Immune-Skewed Synaptic Pruning Drives Bipolar Disorder Risk and Is Amplified by Cognitive Reserve

Background: Bipolar disorder (BD) is highly heritable and shares genetic overlap with schizophrenia and major depressive disorder (MDD), yet its core pathophysiological mechanisms remain unresolved. While glutamatergic dysregulation has been emphasized, excessive synaptic pruning—particularly immune-mediated—has emerged as a candidate from schizophrenia research. We competitively tested pruning versus glutamatergic/plasticity pathways using multi-method genomic analysis of recent large-scale GWAS data, with parallel MDD replication to delineate shared and disorder-specific signals.

Methods: European-ancestry BD GWAS summary statistics (effective N ≈ 137,097) and trans-ancestry MDD data (European subsample effective N ≈ 829,250) were analyzed via: (1) MAGMA gene-based and competitive gene-set testing with overlap-controlled pruning (core, expanded, specific) and glutamatergic sets plus controls; (2) stratified LD score regression for partitioned heritability; (3) S-PrediXcan transcriptome-wide association in six brain tissues; (4) two-sample Mendelian randomization for neuroplasticity proxies (e.g., educational attainment); and (5) supplementary gene set enrichment analysis (GSEA) with differential contrasts.

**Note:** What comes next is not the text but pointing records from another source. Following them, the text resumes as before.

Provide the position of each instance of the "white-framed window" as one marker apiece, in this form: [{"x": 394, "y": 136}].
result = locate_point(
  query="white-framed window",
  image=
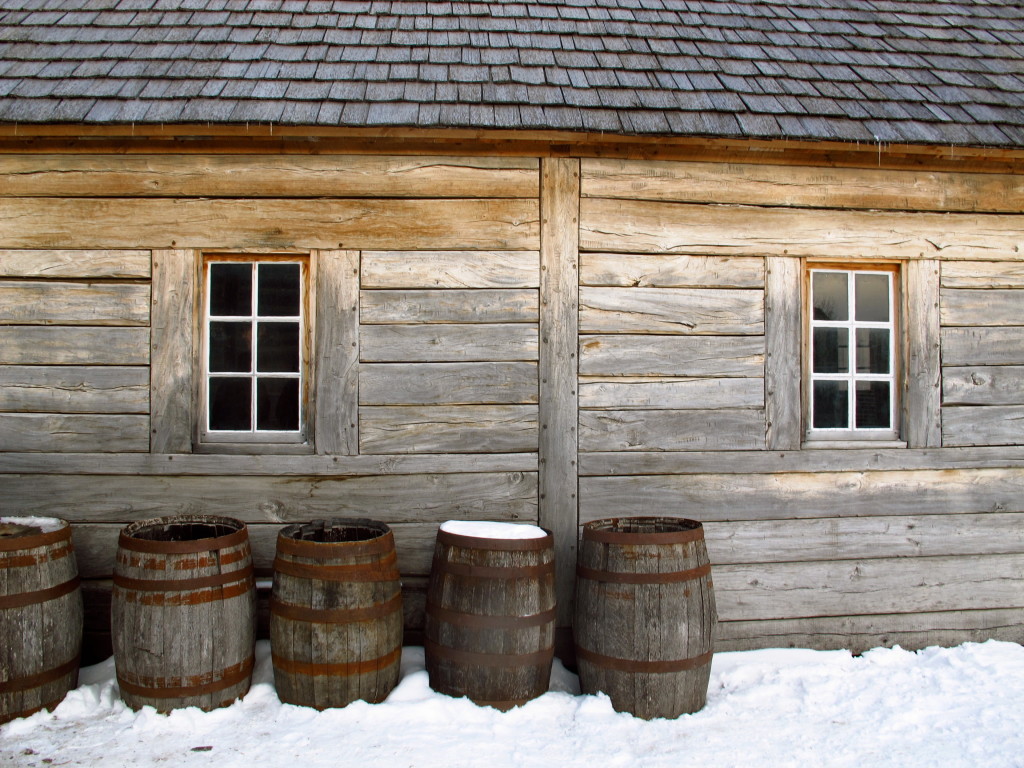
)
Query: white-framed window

Results: Pruning pathways dominated BD across methods: expanded/specific sets achieved Bonferroni significance in MAGMA and strong LDSC enrichment, persisting independently of glutamatergic overlap. TWAS showed activation-skewed pruning (upregulated microglial/autophagy activators) with modest glutamatergic signals; GSEA reinforced immune subpath skew (e.g., MHC, schizophrenia-associated). Mendelian randomization revealed genetically proxied higher educational attainment causally increases BD risk (IVW OR = 1.403, p = 6.69 × 10⁻⁵) but protects against MDD (OR ≈ 0.72). MDD showed robust heritability-level pruning but mediated expression and protective reserve effects.

Conclusions: Immune-skewed synaptic pruning emerges as the primary pathway in BD, yielding inflammation-vulnerable circuits amplified into episodic instability by cognitive reserve—distinguishing it from MDD's downstream pruning deficits. These findings reframe BD toward neuroimmune-pruning models with implications for targeted therapeutics and cross-disorder classification.